Li correor sunt de nuit en clarté Et de jors sont par la gent obscurci. Li douz regart et li mot savoré, La grant biauté et li bien que g’i vi, N’est merveille se ce m’a esbahi. De li a Dex cest siecle enluminé: Quant nos aurons le plus biau jor d’esté Lés li serait obscurs de plain midi.
Ces messagers-là sont dans la lumière pendant la nuit Et le jour, à cause des gens, ils sont dans l’obscurité. Le doux regard et les paroles suaves, La grande beauté et les qualités que je vis en elle, Rien d’étonnant si j’en ai été tout ébahi. Par elle Dieu a illuminé ce monde : Si nous avions le plus beau jour d’été, Il serait obscur auprès d’elle, en plein midi.
En amor a paor et hardement. Cil dui sont troi et dou tierz sont li dui, Et granz valors s’est a aus apendanz Ou tuit li bien ont retrait et refui. Por ce est amors li hospitaus d’autrui Que nus n’i faut selonc son avenant. Mès j’ai failli, dame qui valez tant, En vostre ostel, si ne sai ou je sui.
Dans l’amour, il y a crainte et hardiesse. Ces deux-là sont trois, et ils procèdent du troisième ; Une grande valeur s’est attachée à eux, En laquelle se sont réfugiés tous les biens. Amour est le logis qui accueille tous les autres, Car nul ne manque d’y trouver la place qui lui convient. Mais moi, dame qui avez tant de valeur, j’ai échoué à me loger En votre maison, et je ne sais plus où je suis.
Je n’i voi plus mes a lui me conmant, Que toz penserz ai laissiez par cestui. Ma bele joie ou ma mort i atent, Ne sai lequel, desques devant li fui. Ne me firent lors si oeil point d’anui, Ainz me vindrent ferir si doucement Dedens le cuer d’un amoreus talent, Q’encor i est le cox que j’en reçui.
Je ne vois plus que faire, sinon me recommander à elle, Car je n’ai plus d’autre pensée que celle-ci. J’en attends ma belle joie ou ma mort, Je ne sais laquelle des deux, depuis que je me trouvai devant elle. Alors ses yeux ne me causèrent point de contrariété ; Au contraire, ils vinrent me frapper si doucement En plein cœur, d’un amoureux désir, Que la marque du coup que j’en reçus s’y trouve encore.

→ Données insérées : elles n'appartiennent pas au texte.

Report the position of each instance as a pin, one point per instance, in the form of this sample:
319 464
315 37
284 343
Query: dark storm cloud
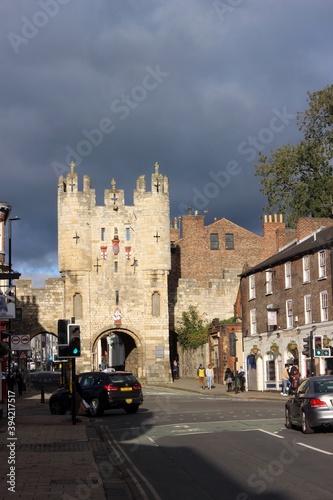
198 86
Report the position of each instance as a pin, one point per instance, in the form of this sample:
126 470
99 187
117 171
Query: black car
312 405
101 391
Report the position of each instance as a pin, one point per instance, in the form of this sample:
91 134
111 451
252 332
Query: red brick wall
306 226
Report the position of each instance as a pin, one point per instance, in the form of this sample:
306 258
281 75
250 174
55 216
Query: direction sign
20 342
15 340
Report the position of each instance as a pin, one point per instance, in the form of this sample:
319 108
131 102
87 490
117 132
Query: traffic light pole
312 367
74 419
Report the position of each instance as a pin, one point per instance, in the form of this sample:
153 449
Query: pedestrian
285 380
296 376
229 378
175 370
19 381
241 377
201 375
209 376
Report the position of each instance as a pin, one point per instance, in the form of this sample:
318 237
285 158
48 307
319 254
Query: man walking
201 376
285 380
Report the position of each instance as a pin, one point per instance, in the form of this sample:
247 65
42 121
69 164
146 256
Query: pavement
48 456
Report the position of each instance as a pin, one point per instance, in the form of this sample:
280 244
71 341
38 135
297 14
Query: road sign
20 342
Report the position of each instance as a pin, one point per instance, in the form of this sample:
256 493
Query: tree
4 349
192 329
298 179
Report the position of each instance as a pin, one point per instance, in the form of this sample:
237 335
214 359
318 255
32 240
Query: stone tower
114 260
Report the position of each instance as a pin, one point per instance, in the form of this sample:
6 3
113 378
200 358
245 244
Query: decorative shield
115 246
128 252
104 252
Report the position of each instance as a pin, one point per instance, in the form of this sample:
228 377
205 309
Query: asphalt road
182 445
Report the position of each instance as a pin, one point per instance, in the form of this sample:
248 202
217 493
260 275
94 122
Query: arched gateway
120 349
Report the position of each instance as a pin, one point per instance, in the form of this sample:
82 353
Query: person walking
296 376
241 377
285 380
175 370
229 378
20 382
209 376
201 375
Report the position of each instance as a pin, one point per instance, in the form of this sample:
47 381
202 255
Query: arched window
77 306
156 304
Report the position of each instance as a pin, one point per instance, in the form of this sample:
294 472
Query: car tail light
315 403
110 387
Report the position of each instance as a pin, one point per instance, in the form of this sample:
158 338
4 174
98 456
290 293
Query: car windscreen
122 378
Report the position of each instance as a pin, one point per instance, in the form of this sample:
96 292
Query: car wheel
306 429
132 409
288 423
56 407
95 409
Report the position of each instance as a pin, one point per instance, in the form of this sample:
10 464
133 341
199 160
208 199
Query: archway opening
117 349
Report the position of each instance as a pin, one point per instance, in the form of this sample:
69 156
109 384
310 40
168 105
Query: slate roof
320 239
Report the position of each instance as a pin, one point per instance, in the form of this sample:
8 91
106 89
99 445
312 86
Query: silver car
312 405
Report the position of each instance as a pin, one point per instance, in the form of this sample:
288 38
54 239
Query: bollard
42 395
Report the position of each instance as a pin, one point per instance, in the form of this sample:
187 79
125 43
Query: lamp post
9 285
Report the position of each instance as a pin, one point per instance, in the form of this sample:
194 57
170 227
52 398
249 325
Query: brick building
206 262
283 298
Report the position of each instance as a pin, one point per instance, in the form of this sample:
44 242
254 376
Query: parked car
312 404
101 391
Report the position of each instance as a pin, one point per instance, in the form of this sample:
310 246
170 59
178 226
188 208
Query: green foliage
4 349
192 329
298 179
229 320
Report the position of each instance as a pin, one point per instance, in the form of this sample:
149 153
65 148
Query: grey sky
197 85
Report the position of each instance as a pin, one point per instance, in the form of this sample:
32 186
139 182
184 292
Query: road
182 445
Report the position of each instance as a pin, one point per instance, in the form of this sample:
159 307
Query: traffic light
74 340
232 344
306 347
317 345
62 331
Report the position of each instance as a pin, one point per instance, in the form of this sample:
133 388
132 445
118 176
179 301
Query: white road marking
316 449
262 430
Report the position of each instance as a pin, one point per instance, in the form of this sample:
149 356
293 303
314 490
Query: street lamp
10 283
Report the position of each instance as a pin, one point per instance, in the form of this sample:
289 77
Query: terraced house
284 299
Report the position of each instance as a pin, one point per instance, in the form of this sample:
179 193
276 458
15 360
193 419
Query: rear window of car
324 387
122 378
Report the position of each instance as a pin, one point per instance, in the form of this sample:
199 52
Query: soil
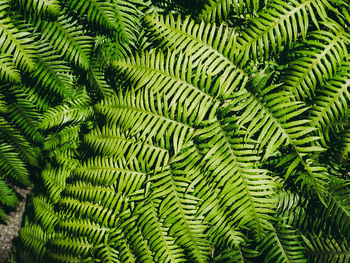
9 230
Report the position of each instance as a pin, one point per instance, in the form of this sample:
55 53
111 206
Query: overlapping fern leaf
198 142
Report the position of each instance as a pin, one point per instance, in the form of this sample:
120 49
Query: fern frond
325 249
272 113
12 166
66 135
211 47
66 36
44 213
13 137
331 101
84 227
320 58
52 73
277 26
97 80
7 196
283 244
127 177
8 71
178 207
24 114
241 254
73 246
338 206
345 152
113 143
145 116
50 8
77 110
17 43
219 145
164 246
34 240
172 76
221 10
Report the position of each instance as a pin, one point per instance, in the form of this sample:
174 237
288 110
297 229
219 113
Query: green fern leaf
49 8
323 53
331 101
283 245
8 71
17 43
66 36
7 196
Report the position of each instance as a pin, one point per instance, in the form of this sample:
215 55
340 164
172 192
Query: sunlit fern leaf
317 61
111 142
54 181
127 177
100 13
209 47
7 196
15 42
40 101
292 209
241 254
345 152
107 254
172 76
283 244
276 124
75 246
126 253
324 249
50 8
97 80
8 71
219 145
127 15
134 235
84 227
149 117
178 208
164 246
338 206
11 166
277 26
75 110
34 240
12 136
222 228
104 216
65 136
52 73
220 10
3 215
105 196
331 101
67 37
44 213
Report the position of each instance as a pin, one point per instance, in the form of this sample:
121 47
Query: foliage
215 137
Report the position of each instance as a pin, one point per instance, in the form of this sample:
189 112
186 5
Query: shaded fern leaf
8 71
283 244
322 54
277 26
67 37
221 10
326 249
7 197
50 8
17 43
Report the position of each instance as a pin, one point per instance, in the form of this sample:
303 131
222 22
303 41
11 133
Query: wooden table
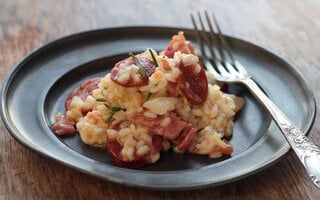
289 28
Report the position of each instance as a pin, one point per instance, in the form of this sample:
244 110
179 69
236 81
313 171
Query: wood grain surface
289 28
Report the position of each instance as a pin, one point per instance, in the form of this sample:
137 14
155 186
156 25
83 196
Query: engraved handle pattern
307 152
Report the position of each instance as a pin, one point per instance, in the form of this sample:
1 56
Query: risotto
152 102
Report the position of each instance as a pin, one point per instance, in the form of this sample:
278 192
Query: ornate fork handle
307 152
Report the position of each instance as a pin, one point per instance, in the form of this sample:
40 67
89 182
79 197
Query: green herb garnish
113 110
153 58
142 69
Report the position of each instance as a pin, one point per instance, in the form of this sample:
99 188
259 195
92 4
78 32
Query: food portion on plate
151 103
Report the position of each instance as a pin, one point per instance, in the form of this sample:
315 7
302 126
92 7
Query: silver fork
233 72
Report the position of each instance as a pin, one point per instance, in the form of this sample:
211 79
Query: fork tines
210 39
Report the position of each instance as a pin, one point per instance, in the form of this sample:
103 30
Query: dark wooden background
289 28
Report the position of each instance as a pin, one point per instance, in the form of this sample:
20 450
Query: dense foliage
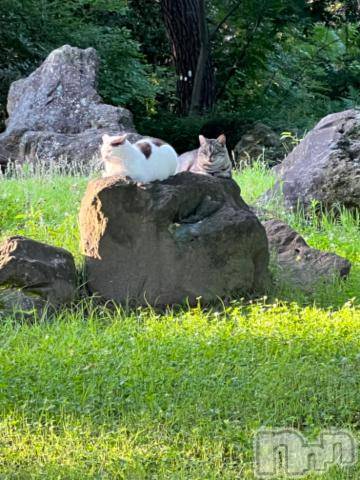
285 62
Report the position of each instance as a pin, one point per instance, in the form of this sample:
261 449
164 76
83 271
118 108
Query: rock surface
325 166
35 274
255 142
165 242
299 264
56 112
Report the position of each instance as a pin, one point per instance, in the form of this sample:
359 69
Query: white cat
144 161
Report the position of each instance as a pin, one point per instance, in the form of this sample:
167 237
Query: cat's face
112 144
213 154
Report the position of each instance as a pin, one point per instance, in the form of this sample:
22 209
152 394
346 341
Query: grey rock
324 167
57 113
298 264
33 273
166 242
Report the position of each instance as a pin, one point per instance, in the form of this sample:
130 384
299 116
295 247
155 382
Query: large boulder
33 274
167 242
297 263
325 166
57 113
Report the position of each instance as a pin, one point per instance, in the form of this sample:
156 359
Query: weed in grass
100 394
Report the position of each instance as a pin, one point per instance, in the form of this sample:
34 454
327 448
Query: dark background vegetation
286 63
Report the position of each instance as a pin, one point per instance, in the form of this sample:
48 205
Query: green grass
95 394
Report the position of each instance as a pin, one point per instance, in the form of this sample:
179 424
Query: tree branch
227 16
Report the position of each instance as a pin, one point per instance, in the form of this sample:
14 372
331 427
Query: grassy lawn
138 395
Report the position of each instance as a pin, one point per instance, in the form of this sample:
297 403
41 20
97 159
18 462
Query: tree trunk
186 24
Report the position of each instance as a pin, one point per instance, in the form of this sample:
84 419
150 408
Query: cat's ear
202 140
222 140
120 140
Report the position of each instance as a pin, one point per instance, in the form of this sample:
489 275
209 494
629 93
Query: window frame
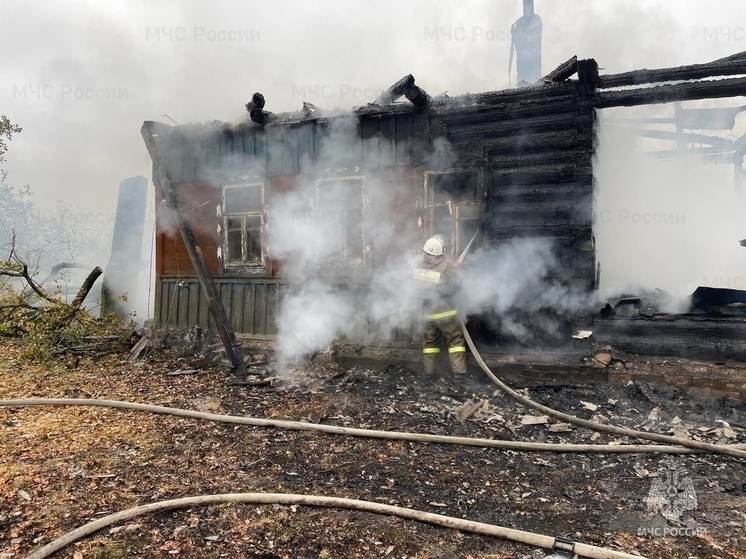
460 211
242 263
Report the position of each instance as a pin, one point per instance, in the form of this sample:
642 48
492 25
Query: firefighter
440 280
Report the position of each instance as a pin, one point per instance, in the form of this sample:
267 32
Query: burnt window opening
340 209
452 206
243 225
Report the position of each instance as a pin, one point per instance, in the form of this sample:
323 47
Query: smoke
670 224
348 243
517 287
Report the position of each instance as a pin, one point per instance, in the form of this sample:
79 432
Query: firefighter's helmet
435 245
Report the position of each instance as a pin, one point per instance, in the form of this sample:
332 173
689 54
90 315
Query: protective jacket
439 285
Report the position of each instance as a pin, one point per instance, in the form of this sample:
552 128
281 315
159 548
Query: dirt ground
64 466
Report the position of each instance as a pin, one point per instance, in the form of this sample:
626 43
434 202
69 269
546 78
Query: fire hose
481 528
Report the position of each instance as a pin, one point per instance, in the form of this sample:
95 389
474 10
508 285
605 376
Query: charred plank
728 67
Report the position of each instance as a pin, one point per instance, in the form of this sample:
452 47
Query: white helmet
435 246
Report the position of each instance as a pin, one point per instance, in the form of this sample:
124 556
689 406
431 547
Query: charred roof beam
406 87
705 89
730 66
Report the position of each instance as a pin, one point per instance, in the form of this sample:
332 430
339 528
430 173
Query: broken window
340 210
452 205
243 225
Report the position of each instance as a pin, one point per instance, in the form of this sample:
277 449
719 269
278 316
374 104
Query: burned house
511 164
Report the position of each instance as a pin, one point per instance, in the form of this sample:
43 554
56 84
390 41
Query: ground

Li cox fu granz, il ne fet qu’enpirier; Ne nus mirez ne m’en porroit saner Se cele non qui le dart fist lancier, Se de sa main me voloit adeser. Bien en porroit le cop mortel oster A tot le fust, dont j’ai tel desirrier; Mès la pointe du fer n’en puet sachier, Qu’ele brisa deudenz au cap douner. [Dame. vers vos n’ai autre messagier Par cui vos os mon eorage envoier Fors ma chançon, se la volez chanter.
Ce coup fut fort, la blessure ne cesse de s’aggraver. Nul médecin ne m’en pourrait soigner, Sinon celle qui fit lancer la flèche, Si elle voulait bien me toucher de sa main. Elle pourrait bien guérir le coup mortel En ôtant le bois de la flèche, ce que je désire tant ; Mais la pointe de fer, elle ne peut pas la retirer, Car elle s’est brisée à l’intérieur au moment du coup.
En vous souhaitant une belle journée.